These results show that exchanging the sequence context of AGCT^FWR3^ for that of AGCT^CDR3^, and vice versa, had relatively minor effects on the normal positional differences in SHM between AGCT^FWR3^ and AGCT^CDR3^, respectively. We conclude, therefore, that in addition to sequence context, the position of a WRCH motif within the V region also influences its mutation rate.
Sequence contexts can regulate the relative mutagenesis of adjacent AID-targeted cytosines within AGCT motifs
A consequence of the above-mentioned changes was a distinct alteration in the relative profile of G versus C mutations within AGCT^CDR3^ and AGCT^FWR3^. In wt cells, 312 C is typically more mutated than 311 G (Figs. 5 and 6A), whereas 244C is typically less mutated than 243G (Fig. 6B,C). However, when AGCT^CDR3^ was flanked by AGCT^FWR3^ sequences, 311G was more mutated than 312 C (Figs. 5 and 6A). Similarly, at AGCT^FWR3^, 244 C was more mutated than 243 G when flanked by CDR3 sequences (Fig. 6B,C). With respect to the direction of sense transcription, these results imply that mutations on the non-template strand (244C and 312C) were significantly affected by changes in sequence context, whereas mutations on the template strand (cytosines paired with 243G and 311G) were not.

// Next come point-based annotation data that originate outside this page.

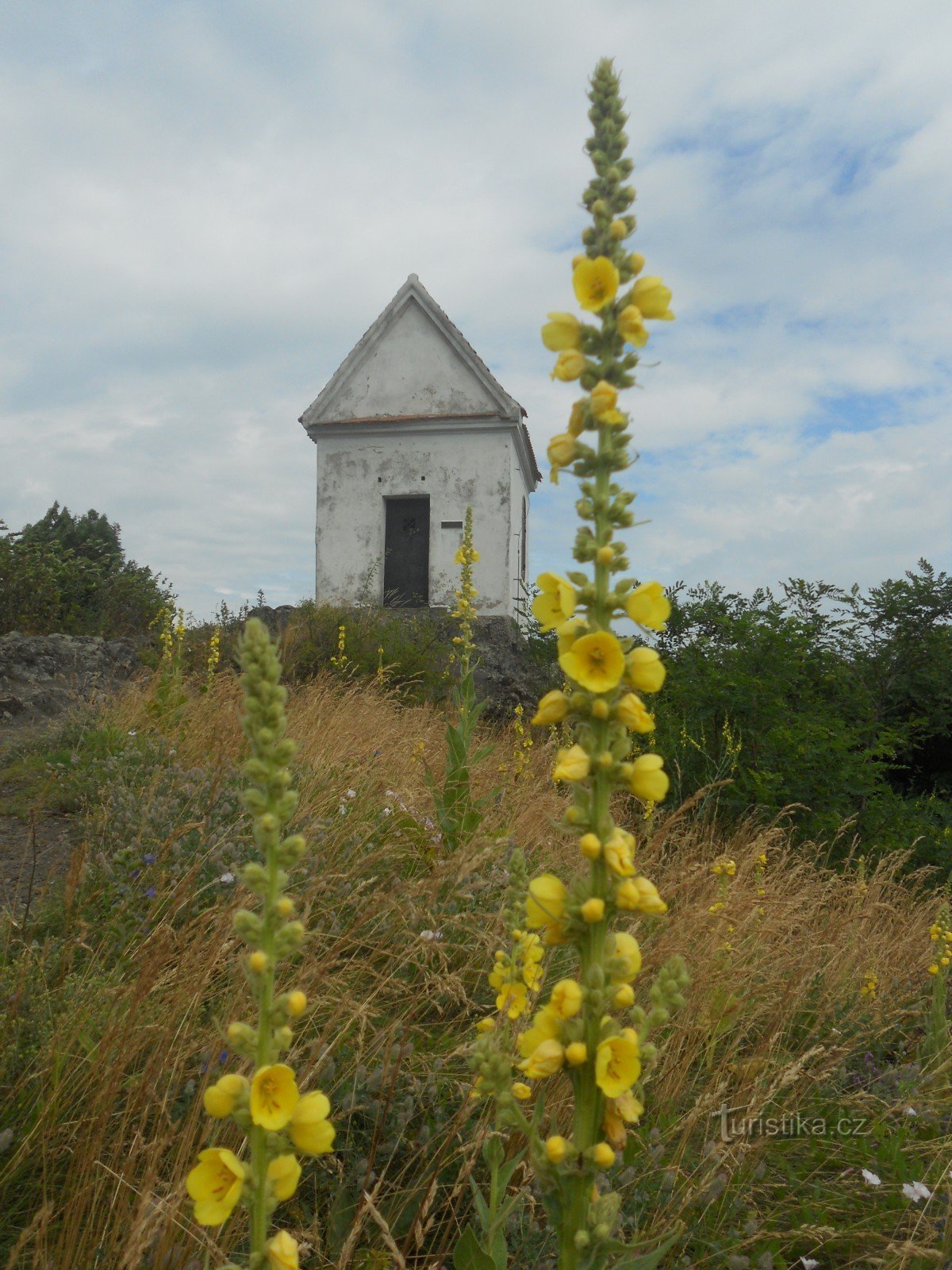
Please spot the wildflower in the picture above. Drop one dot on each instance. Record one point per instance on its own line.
(311, 1130)
(551, 709)
(590, 846)
(647, 780)
(513, 1000)
(653, 298)
(562, 332)
(596, 283)
(215, 1184)
(631, 327)
(639, 895)
(617, 1064)
(273, 1096)
(594, 660)
(645, 670)
(546, 1026)
(569, 365)
(571, 765)
(554, 605)
(283, 1174)
(593, 910)
(566, 999)
(631, 711)
(619, 854)
(916, 1191)
(625, 956)
(649, 606)
(221, 1098)
(282, 1253)
(562, 451)
(605, 398)
(545, 1060)
(545, 905)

We conclude that the relative frequency of deamination at juxtaposed cytosines within the palindromic AGCT motif is also regulated, in part, by sequence context. These findings suggest that AID activity on the template versus non-template strands of the same motif during transcription is also regulated in a sequence context-dependent manner. Therefore, these observations reveal an additional regulatory layer in the mechanism of SHM dictated by local sequence contexts.
Discussion
Our study reveals that SHM patterns arise from at least two distinct mechanisms: a motif-specific sequence grammar and the position of the motif within the V region. Our analysis of human V region sequences shows that neither the mutability nor the mutation rates of most WRCH motifs correlate with PyPy richness in their immediate neighborhood, and even shows an inverse correlation with PyPy density for some motifs, such as AACT. Thus, although PyPy richness may contribute to the probability of mutation at some AGCT motifs, as shown previously (Wang et al, 2023) (Fig. 1B), it may not have a major impact on the mutability of other WRCH motifs, suggesting that other mechanisms are involved in shaping the observed mutation profiles. Indeed, through a series of experiments, we demonstrate that a sequence context favoring AGCT mutagenesis did not support high rates of mutagenesis of other motifs placed in the same location. A particularly striking result is that the sequence contexts favoring AGCT mutagenesis can be inhibitory for deamination of AACT even though these motifs differ by only one nucleotide. The major inference from these results is that mutability of different WRCH motifs may be regulated, in part, by a motif-specific sequence grammar rather than a motif-agnostic grammar, and that this grammar can promote or dampen mutagenesis.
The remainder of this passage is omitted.